The next number, A Night in Tunisia, saw some of the mind-befuddling cross-rhythms and sharply atonal chords for which Gonzalo Rubalcaba is justly famous. Soon afterwards there was a lengthy, low-slung bass solo with minimal piano accompaniment and occasional drum flourishes that smoothed out a number of those synaptic pathways in my cerebellum that had become knotted, gnashed and gnarly from protracted exposure to urban life. Mentally allowing the musical zephyrs to rock my virtual hammock, I all but drifted off into sybaritic slumber.

Very few groups will allow the double bass the luxury of a protracted solo in two consecutive pieces, but this ensemble did; in the second, however, the drummer punctured the serenity with a staccato whiplash, and the pianist demonstrated his take on the cluster phenomenon by flapping his hands up and down, allowing them to come down on whatever notes they happened to coincide with. (At the concert in 2022, I even saw him karate-chop the instrument with the sides of his hands; the poor old Steinway took – if I may paraphrase a song from Gilbert and Sullivan’s The Gondoliers – a right-down, regular, royal hammering.)

One feature of the last-but-one number was the variety of rhythms the pianist introduced; the last piece that was played, meanwhile, began as a slow dead march, later developing into a subdued bass solo in 6/8 time with minimalist piano accompaniment. It is a courageous group indeed that will end their performance with anything but a triple-forte firestorm, but the Gonzalo Rubalcaba Trio did just that, proving that they have the maturity to play exactly what they feel like, when they like, and do not give a... sheet of music... for the consequences. As a result, they earned the appreciation and respect of all the musicians and music-lovers in the audience.

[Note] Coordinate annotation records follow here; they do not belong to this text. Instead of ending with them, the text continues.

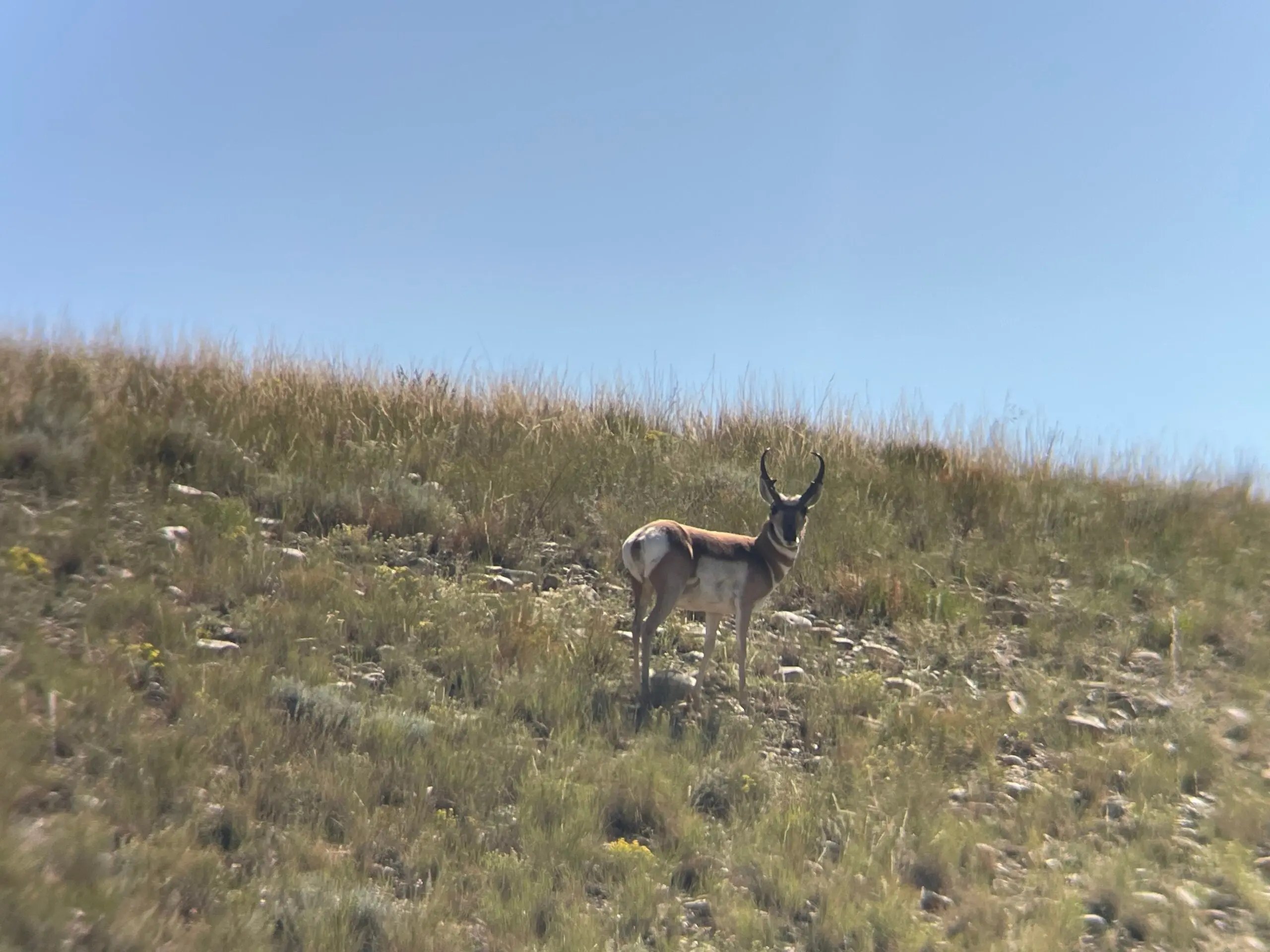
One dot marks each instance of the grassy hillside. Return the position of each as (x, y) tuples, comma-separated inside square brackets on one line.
[(307, 714)]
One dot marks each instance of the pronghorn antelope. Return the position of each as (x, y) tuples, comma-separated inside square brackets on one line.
[(717, 573)]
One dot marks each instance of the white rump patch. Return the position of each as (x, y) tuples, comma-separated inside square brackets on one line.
[(653, 547)]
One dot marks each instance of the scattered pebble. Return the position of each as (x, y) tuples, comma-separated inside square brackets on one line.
[(934, 901), (793, 621), (699, 909), (178, 489), (1089, 721), (667, 688), (1094, 924), (912, 687)]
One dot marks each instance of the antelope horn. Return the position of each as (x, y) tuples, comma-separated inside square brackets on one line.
[(817, 481), (762, 474)]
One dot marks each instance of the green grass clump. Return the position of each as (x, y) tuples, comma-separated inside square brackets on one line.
[(313, 719)]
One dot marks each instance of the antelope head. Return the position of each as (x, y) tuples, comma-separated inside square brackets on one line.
[(789, 513)]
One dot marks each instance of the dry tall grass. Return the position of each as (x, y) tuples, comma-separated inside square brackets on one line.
[(398, 757)]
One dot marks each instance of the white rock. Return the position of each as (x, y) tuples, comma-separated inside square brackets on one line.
[(792, 620), (177, 489), (1089, 721), (912, 687)]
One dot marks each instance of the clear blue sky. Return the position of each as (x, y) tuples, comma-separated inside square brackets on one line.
[(1061, 205)]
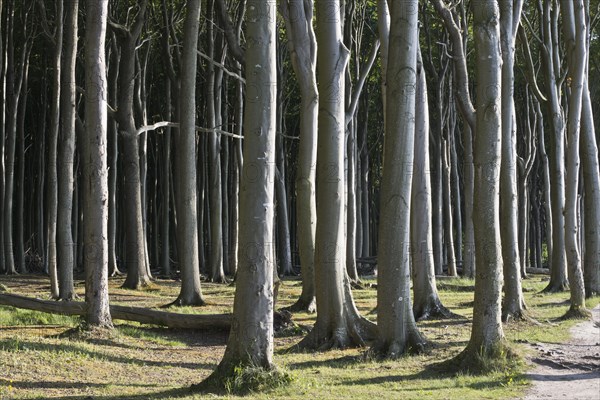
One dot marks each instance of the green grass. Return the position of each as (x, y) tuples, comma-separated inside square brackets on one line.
[(141, 362), (10, 316)]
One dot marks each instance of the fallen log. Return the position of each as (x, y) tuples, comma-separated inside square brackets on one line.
[(127, 313), (538, 271)]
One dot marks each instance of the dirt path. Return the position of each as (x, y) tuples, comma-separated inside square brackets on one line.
[(570, 370)]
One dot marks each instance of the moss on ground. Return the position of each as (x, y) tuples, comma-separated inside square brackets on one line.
[(145, 362)]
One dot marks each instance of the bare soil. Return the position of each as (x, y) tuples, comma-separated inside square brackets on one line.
[(568, 370)]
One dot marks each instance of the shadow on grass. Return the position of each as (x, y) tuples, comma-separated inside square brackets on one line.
[(341, 362), (169, 393), (12, 345), (67, 384)]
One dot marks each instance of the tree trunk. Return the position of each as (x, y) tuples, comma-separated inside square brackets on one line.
[(427, 303), (397, 328), (303, 48), (66, 157), (113, 151), (338, 323), (487, 343), (125, 313), (558, 266), (575, 35), (214, 164), (95, 168), (513, 306), (250, 343), (591, 181), (187, 228), (137, 271)]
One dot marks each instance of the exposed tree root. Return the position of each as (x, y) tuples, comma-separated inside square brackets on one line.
[(518, 316), (141, 284), (303, 305), (576, 313), (478, 360), (556, 287), (181, 301), (242, 379), (220, 279), (433, 311), (356, 332), (415, 344)]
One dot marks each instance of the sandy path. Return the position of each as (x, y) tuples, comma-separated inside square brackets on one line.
[(570, 370)]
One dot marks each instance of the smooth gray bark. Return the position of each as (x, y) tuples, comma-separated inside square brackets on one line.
[(397, 329), (187, 228), (66, 156), (303, 53), (513, 305), (250, 341), (338, 322), (487, 336), (427, 303), (575, 35), (95, 168)]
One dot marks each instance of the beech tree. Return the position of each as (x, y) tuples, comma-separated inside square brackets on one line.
[(513, 306), (487, 340), (95, 168), (427, 303), (250, 342), (298, 16), (575, 33), (338, 323), (188, 224), (397, 329), (65, 249)]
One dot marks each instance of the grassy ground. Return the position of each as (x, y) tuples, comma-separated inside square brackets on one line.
[(141, 362)]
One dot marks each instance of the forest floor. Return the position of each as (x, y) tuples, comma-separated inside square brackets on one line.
[(37, 361), (568, 370)]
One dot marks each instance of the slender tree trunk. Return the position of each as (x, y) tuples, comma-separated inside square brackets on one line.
[(95, 168), (487, 343), (338, 322), (427, 303), (113, 151), (66, 157), (187, 227), (250, 342), (575, 34), (214, 164), (591, 181), (396, 324), (303, 52), (13, 90), (558, 265), (513, 306), (165, 258), (137, 272), (447, 196)]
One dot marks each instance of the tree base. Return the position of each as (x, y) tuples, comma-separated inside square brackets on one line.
[(499, 357), (521, 315), (415, 344), (141, 284), (303, 305), (182, 301), (433, 311), (357, 332), (556, 287), (576, 313), (86, 332), (240, 379)]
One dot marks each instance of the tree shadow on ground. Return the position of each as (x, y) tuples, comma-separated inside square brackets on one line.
[(341, 362), (169, 393), (18, 345)]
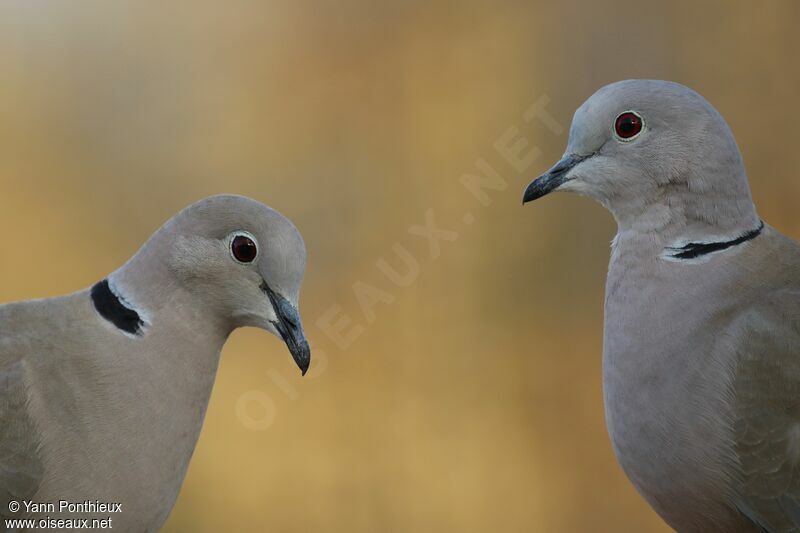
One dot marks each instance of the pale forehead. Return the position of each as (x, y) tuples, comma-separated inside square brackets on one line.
[(282, 253), (653, 96)]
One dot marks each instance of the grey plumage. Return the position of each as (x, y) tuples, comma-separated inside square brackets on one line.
[(701, 355), (89, 411)]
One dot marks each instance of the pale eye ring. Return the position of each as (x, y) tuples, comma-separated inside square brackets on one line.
[(628, 125), (243, 247)]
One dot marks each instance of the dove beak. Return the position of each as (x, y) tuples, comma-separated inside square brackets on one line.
[(553, 178), (291, 330)]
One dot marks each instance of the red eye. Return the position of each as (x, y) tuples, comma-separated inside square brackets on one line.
[(243, 249), (628, 125)]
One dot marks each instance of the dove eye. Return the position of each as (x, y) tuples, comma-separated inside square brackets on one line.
[(243, 247), (628, 125)]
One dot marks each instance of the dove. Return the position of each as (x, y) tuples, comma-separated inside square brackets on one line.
[(103, 392), (701, 344)]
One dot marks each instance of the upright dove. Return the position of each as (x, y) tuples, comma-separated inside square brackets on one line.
[(103, 392), (701, 351)]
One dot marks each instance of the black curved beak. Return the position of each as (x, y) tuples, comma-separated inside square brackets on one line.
[(553, 178), (290, 328)]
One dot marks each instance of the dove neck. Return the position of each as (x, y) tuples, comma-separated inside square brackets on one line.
[(148, 287), (689, 212)]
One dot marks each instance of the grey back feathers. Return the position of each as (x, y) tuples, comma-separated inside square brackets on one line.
[(701, 356), (103, 392)]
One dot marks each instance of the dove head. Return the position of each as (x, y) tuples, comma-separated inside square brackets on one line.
[(234, 261), (659, 157)]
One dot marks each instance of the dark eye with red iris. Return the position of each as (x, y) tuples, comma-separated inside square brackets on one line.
[(628, 125), (243, 249)]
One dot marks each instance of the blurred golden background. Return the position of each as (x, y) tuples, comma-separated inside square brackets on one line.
[(468, 399)]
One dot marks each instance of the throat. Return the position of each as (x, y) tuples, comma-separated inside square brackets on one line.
[(116, 310), (700, 249)]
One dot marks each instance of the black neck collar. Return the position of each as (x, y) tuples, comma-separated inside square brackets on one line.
[(114, 310), (697, 249)]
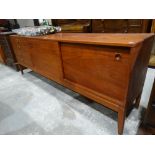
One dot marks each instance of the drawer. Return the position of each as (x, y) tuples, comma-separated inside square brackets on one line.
[(22, 51), (99, 68)]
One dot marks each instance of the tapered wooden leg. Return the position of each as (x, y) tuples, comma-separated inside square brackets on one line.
[(138, 101), (121, 119), (21, 69)]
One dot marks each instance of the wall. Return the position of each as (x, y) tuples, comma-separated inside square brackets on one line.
[(25, 22)]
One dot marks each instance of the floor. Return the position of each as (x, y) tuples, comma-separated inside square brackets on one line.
[(32, 104)]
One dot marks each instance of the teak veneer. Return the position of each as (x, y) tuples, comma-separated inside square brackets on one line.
[(107, 68)]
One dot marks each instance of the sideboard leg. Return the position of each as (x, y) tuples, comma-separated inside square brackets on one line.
[(138, 101), (121, 120), (21, 69)]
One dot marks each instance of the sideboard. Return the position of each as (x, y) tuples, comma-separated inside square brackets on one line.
[(107, 68)]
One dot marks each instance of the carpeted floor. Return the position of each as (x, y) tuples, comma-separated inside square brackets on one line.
[(31, 104)]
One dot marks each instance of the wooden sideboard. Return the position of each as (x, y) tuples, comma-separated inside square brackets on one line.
[(107, 68)]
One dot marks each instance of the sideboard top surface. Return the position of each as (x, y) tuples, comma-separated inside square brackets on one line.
[(110, 39)]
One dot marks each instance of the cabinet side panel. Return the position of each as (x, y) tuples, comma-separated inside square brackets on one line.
[(140, 60)]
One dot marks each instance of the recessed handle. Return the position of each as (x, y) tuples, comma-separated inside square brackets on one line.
[(118, 56)]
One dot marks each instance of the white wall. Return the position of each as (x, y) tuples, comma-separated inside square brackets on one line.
[(25, 22)]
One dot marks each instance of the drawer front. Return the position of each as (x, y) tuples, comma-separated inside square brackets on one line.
[(22, 51), (99, 68), (46, 58)]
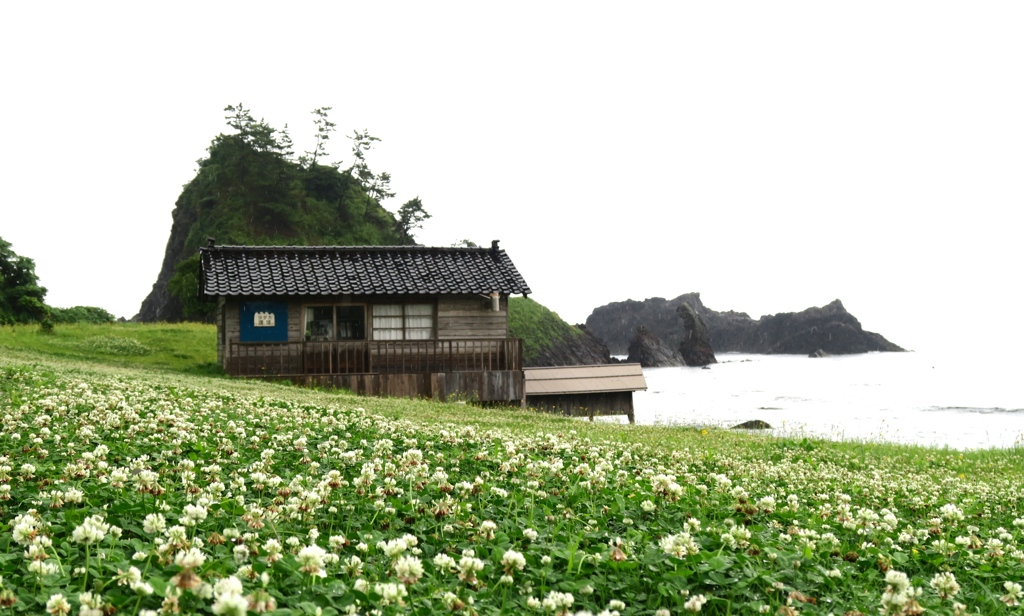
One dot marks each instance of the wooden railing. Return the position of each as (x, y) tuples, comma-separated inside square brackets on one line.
[(377, 356)]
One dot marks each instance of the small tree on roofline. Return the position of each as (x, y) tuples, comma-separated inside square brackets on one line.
[(20, 295)]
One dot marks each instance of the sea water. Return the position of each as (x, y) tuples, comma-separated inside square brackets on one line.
[(920, 398)]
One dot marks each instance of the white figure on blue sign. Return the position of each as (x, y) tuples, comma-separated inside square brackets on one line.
[(263, 319)]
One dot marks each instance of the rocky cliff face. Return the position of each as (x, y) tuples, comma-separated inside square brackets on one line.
[(586, 349), (695, 347), (160, 305), (829, 328), (649, 351)]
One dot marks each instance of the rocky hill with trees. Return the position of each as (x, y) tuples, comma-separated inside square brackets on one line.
[(253, 189), (548, 340), (827, 330)]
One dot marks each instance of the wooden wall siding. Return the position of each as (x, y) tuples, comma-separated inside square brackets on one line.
[(586, 405), (220, 312), (458, 316), (259, 359), (470, 316), (496, 386)]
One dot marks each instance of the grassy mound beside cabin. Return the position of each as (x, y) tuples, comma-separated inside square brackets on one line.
[(134, 490), (540, 328)]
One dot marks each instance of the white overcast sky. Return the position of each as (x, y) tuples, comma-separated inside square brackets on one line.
[(772, 156)]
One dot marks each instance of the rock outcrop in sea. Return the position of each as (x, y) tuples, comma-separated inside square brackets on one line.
[(830, 328), (695, 347), (648, 350)]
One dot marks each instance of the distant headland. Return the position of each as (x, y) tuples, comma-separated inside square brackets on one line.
[(829, 330)]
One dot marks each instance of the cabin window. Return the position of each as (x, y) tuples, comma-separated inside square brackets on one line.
[(335, 322), (403, 321)]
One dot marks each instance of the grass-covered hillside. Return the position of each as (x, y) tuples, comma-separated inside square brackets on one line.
[(188, 348), (143, 491), (540, 328)]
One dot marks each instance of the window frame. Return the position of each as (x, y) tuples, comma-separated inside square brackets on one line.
[(306, 336), (404, 318)]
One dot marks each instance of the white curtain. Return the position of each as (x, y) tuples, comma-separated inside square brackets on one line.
[(419, 321), (387, 321)]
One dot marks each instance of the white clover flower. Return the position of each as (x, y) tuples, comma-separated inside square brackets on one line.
[(409, 569), (513, 560), (57, 605), (443, 562), (487, 529), (391, 594), (945, 584), (311, 559), (683, 544), (468, 566), (189, 559), (694, 603), (227, 585), (130, 576), (230, 605), (241, 554), (558, 602), (1014, 594), (92, 530)]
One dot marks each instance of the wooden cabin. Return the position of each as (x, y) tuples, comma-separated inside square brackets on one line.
[(409, 321), (585, 390)]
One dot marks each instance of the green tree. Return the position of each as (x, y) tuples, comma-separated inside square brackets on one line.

Time for some recordings of Mr Rubalcaba’s past performances. First, a sample of his playing at an earlier stage in his career. Here he is in Autumn Leaves with bass-player John Patitucci and drummer Jack DeJohnette at the Mount Fuji Festival in 1991. I particularly like the pianist’s flourishes in the first minute and a half (remember the ‘astonishing command of the keyboard’ that Richard Scheinin talked about?) and the bass solo that begins at 05:14:

Now, an extended recording of Mr Rubalcaba playing with José Giovanni Hidalgo on congas and timbales, José Armando Gola on bass and Horacio (‘El Negro’) Hernández on drums at the 5th Clazz Continental Latin Jazz Festival in Madrid in 2015. Of the two specifically Cuban instruments, a ‘conga’ is a tall, narrow, single-headed drum, while a ‘timbale’ is a shallow, single-headed drum with metal casing. Percussion fans will be certain to appreciate the conga solo that begins at 47:06:

More recently, Mr Rubalcaba’s pianism has acquired a quiet intensity and even greater harmonic subtlety, as we see in this 2010 recording from Vitoria-Gasteiz, Spain. Here, his fellow-musicians are Mike Rodríguez on trumpet and flugelhorn, Will Vinson on alto and soprano saxophone, Matt Brewer on bass and Clarence Penn on drums. In Peace (21:40), we see an example of his new style, with its suppressed smokiness; the overcast atmosphere is enhanced by some exceptional trumpet-playing. At 24:11 the pianist seems to be imitating Satie’s Gnossiennes, and I’d love to see the chords he hits in minutes 28 and 29 written out on paper.

Finally, here is a video about the making of his 2011 album XXI Century that features sequences in which we see Mr Rubalcaba and his fellow-musicians – Lionel Loueke, Pedro ‘Pedrito’ Martinez, Matt Brewer, Marcus Gilmore, Ignacio Berroa, Mario Garcia and Jim Anderson – enjoying themselves in the recording studio. Notice the guy who starts scraping that conical object (it looks like a head of maize) at 12:28: he keeps it up, without in any way varying what he is doing, for ages. What a nice way to spend one’s life! At 19:03, after a series of clusters, the pianist goes berserk (try writing out the score for this one!) before hitting a series of rhythmic sweet spots.

Listen to this recording as you lounge in your hammock (virtual or otherwise), sipping some innocent beverage in the haze of a torrid afternoon. Yaz geldi artık (summer is here), the trees are in bloom, so let Gonzalo Rubalcaba whisk you off to Havana!